Currently looking for another job and EVERY job I have seen that's hybrid has multiple offices across the country. So basically they make you come into the office to talk to the rest of your team on zoom. Somehow that is more efficient than talking to them on zoom from your house.
My company is starting to do this as well. They say it’s to “build culture in market”. Really they just want to force you to interact with your coworkers to make things feel less transactional and to keep tabs on people
Zoom, which remains a leader in the post-pandemic remote work trend, is now asking all employees within 50 miles of a company office to go in at least two days a week on a hybrid schedule.
Different circumstances but similarly funny in an absurd way because of how it sounds, I remember reading a news item in the 90s about the time when a riot broke out in a Nerf factory in China.

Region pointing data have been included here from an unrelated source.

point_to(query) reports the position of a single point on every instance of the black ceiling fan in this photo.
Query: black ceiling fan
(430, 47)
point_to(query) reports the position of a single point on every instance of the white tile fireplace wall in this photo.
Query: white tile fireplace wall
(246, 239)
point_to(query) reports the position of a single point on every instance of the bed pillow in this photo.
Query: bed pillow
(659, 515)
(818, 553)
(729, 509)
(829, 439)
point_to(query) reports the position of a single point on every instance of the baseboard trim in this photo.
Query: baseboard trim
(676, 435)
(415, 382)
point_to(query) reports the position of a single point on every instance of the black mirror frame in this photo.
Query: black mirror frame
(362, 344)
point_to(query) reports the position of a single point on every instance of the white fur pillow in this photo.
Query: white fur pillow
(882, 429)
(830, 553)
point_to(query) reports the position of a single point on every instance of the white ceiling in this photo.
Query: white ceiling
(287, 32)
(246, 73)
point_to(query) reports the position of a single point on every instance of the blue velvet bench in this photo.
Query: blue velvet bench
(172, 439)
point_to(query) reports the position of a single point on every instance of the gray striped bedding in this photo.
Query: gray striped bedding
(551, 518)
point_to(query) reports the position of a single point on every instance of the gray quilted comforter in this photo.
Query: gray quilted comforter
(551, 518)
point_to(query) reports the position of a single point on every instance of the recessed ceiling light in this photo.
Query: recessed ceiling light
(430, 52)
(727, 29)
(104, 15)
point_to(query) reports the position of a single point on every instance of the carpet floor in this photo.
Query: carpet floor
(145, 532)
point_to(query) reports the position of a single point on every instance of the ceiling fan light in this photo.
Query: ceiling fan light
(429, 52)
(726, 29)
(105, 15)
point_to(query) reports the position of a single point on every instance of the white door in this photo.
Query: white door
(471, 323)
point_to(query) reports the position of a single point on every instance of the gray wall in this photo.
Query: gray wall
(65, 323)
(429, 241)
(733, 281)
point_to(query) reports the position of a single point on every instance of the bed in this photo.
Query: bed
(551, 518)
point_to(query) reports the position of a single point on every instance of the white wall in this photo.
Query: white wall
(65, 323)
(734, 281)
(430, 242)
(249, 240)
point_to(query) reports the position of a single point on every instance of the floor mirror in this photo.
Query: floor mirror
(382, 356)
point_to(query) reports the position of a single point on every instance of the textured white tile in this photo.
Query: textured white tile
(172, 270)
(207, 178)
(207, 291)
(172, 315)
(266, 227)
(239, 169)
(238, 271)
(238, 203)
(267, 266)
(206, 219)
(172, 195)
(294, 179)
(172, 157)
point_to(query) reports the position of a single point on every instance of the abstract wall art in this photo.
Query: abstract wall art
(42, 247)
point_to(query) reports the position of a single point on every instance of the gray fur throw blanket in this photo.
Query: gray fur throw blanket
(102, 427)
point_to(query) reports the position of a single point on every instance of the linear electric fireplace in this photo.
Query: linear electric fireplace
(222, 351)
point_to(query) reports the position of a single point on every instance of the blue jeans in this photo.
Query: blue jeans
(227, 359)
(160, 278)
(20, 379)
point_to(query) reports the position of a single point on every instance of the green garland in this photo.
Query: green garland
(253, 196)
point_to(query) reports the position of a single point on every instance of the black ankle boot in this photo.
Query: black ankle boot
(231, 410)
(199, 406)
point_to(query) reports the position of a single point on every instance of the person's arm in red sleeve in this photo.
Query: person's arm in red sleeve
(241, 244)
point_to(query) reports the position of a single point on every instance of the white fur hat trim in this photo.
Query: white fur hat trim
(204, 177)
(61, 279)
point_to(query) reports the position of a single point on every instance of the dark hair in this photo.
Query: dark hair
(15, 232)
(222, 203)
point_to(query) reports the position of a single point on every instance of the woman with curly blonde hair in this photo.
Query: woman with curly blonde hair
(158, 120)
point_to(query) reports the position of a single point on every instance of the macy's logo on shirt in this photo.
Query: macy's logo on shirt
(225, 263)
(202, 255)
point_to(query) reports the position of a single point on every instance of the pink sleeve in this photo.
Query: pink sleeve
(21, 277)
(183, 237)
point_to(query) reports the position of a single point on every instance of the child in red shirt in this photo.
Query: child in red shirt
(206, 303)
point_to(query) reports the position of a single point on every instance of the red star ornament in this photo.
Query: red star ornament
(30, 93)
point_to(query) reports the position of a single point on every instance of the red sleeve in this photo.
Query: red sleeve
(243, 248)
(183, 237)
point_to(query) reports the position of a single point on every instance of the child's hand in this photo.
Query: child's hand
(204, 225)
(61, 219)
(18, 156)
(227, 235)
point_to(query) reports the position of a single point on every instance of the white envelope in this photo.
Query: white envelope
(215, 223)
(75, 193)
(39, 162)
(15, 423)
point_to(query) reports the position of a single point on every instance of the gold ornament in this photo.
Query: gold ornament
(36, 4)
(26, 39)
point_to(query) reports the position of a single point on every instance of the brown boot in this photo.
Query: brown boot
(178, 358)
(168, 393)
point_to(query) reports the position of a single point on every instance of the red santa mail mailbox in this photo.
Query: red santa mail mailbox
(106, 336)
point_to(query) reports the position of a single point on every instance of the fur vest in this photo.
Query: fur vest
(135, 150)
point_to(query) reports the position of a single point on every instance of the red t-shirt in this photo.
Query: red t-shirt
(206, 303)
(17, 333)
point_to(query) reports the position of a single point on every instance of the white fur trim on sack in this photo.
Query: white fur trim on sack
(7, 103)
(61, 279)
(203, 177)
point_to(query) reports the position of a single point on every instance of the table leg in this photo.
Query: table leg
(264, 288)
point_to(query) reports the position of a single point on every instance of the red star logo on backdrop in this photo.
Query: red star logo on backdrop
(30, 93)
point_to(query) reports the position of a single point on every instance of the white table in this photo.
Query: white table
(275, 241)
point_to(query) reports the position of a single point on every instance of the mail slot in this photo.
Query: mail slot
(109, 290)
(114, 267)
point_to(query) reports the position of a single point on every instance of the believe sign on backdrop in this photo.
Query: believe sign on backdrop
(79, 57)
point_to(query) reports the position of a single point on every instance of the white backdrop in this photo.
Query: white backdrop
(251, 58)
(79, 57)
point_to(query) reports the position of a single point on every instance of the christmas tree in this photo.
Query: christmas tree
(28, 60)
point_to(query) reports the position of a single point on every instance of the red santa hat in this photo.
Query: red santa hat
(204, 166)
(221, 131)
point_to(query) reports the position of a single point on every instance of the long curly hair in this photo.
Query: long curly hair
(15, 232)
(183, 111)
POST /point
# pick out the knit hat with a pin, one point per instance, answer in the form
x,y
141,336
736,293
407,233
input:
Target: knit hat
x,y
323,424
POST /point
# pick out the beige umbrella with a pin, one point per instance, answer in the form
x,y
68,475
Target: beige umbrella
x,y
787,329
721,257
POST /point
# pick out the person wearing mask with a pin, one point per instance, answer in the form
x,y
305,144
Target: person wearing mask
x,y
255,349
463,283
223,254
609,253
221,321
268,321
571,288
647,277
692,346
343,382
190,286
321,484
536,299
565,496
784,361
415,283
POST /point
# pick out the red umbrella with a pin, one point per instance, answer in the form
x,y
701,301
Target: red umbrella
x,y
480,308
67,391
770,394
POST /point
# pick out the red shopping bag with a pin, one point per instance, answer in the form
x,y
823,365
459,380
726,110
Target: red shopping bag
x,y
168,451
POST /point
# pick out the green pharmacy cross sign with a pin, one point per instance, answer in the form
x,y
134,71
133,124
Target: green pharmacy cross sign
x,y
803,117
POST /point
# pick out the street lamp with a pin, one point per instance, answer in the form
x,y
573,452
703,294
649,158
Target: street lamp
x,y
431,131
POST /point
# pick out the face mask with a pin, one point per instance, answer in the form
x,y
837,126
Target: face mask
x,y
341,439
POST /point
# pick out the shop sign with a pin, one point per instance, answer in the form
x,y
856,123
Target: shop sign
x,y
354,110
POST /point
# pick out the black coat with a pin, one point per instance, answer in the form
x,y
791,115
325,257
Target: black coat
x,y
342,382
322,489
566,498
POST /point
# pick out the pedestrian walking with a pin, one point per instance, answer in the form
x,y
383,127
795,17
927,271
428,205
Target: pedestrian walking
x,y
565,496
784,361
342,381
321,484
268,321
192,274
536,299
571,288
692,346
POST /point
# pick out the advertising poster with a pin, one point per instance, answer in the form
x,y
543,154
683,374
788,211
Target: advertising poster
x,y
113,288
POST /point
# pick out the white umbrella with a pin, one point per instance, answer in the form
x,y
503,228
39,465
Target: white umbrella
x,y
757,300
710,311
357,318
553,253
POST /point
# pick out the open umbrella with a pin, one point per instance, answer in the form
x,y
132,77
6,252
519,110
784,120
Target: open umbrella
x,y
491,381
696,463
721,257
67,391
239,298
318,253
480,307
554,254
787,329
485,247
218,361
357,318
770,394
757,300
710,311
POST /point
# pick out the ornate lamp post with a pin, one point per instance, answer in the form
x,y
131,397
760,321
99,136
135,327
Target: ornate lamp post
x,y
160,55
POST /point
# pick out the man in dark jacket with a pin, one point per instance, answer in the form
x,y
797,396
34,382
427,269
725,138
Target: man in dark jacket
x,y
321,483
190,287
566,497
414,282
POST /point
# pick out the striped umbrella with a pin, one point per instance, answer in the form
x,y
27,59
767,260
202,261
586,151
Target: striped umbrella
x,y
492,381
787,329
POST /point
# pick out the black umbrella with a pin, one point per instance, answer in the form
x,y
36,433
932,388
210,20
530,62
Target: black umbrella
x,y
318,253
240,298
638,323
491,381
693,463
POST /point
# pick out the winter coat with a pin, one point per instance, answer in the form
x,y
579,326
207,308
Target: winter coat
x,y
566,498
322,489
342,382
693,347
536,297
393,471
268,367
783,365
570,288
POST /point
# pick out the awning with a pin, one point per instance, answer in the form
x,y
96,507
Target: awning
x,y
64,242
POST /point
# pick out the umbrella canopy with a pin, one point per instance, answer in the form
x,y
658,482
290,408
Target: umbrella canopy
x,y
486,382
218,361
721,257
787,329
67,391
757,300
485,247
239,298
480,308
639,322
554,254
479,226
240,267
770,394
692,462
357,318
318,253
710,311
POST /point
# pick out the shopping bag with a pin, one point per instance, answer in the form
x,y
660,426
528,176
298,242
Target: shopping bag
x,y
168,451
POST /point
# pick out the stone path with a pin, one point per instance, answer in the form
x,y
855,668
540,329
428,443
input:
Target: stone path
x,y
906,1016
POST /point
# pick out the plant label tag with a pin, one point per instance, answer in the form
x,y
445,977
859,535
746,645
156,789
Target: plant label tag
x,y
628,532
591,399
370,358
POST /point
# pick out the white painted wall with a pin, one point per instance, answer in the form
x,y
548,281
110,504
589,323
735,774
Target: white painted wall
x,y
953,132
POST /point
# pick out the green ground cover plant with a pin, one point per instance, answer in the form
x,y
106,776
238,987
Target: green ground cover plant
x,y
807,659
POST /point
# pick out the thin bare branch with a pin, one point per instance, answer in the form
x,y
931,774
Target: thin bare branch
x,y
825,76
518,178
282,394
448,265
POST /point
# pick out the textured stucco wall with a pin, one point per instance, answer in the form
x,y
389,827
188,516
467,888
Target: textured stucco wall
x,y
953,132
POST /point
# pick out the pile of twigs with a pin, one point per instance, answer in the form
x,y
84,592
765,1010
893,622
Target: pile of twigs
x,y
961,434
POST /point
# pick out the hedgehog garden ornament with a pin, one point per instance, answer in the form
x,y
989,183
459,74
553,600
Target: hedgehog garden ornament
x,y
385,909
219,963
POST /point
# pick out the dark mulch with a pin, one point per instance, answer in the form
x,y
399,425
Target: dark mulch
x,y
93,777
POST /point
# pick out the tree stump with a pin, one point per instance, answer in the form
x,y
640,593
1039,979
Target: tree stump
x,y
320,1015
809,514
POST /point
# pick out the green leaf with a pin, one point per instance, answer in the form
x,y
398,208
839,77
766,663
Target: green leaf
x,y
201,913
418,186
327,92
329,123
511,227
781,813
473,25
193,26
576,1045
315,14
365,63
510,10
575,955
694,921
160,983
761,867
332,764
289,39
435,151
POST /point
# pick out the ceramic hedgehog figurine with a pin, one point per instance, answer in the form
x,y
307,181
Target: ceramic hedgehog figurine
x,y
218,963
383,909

Wouldn't be surprised if this is just to weed out employees so they don't need to do layoffs. Forcing return to office keeps employees that are "loyal" to the company while potentially trimming down total headcount.
They'll have a ton of workers who are hundreds to thousands of miles away, housed elsewhere, with kids in school, who will have to quit rather than somehow go to that office, so yeah.
I've been saying this since the tech industry has been pushing RTO, I used to work in a large company that hopped on the layoff wave and they were pushing HARRRRDD for RTO. I quit before the bloodbath and found a more fun job :)
As someone starting out their career in a technical field, I would LOVE to be in the office more if more people from the projects I'm working on were regularly there, but it's just not feasible to require it.
Capitalism leaves us with barely any time to live, and so much time has been clawed back from WFH.
No way I'm advocating it to be mandatory to come into the office more than a single day a week.
Maybe it depends on what kind of employees you are onboarding, but in tech it's vastly simpler to onboard employees remotely, you want to be sharing screens so even if you were in an office you'd want to be at your own computers.